|Dombrink Kurtzman, Mary Ann|
Submitted to: Journal of Agricultural and Food Chemistry
Publication Type: Peer Reviewed Journal
Publication Acceptance Date: November 7, 2000
Publication Date: N/A
Interpretive Summary: Understanding molecular mechanisms is a basic requirement for interpreting the significance of test results regarding food safety. Molds capable of producing the mycotoxins, fumonisins, are frequently found in corn worldwide. Fumonisin B1, the most commonly occurring of the fumonisins, has been studied using molecular dynamics simulations to determine the conformation that fumonisin B1 assumes in solution. Results suggested that the structure of fumonisin B1 is relatively extended in solution. The study forms a basis for future research on the structure and function of fumonisin B1, for comparison with fumonisin B1-related forms which occur naturally, and for studies on the possible transmission of fumonisin from plant to feed and food and to animals and humans.

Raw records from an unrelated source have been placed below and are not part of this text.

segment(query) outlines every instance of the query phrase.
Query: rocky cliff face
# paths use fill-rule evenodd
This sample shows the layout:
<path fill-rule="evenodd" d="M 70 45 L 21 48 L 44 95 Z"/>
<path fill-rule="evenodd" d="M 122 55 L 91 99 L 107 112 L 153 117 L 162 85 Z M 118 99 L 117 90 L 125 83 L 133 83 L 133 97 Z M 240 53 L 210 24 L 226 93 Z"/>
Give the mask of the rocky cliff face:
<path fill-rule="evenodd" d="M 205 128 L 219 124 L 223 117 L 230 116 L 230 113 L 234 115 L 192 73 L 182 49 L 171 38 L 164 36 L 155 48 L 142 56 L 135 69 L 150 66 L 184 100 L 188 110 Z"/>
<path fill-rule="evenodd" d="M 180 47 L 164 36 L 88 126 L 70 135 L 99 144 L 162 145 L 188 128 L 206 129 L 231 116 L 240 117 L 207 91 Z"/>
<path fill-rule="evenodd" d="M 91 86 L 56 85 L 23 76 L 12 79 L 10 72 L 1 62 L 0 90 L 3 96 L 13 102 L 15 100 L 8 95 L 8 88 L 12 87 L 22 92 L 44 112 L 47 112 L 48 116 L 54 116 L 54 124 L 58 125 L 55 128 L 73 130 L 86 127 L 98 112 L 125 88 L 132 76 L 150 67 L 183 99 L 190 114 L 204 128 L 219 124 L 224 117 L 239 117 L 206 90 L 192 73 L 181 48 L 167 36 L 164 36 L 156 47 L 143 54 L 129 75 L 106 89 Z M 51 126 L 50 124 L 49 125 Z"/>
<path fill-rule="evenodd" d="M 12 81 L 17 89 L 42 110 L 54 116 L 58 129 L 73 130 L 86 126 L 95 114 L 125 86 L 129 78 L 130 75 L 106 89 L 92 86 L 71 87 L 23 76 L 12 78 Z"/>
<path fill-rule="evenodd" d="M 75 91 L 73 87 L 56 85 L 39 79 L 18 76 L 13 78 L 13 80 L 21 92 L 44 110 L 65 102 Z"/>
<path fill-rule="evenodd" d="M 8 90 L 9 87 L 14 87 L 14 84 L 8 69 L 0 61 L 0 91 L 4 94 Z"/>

Technical Abstract: The solution conformational properties of the mycotoxin, fumonisin B1, have been studied using molecular dynamics methodology. Fumonisins have been shown to inhibit sphinganine (sphingosine) N-acyltransferase (ceramide synthase) and show a wide range of toxic effects in many animals. This study of the solution properties of fumonisin B1 attempts to add to the structural models necessary for the understanding of the binding and activity properties. The computational method uses a box with periodic boundaries, filled with explicit TIP3P water molecules, the substrate fumonisin B1, and selected counterions for charge neutrality. The starting structure of fumonisin B1 is added to the box by excluding water molecules. The explicit image method using 12 A cutoffs is applied to the system and molecular dynamics carried out on different starting conformations at 300 K in 100 picosecond (ps) steps. Examination of the resulting equilibrated conformations suggests that the structure is relatively extended and that previous computational studies in vacuo, showing a compact folded structure, may not be consistent with the solution structure.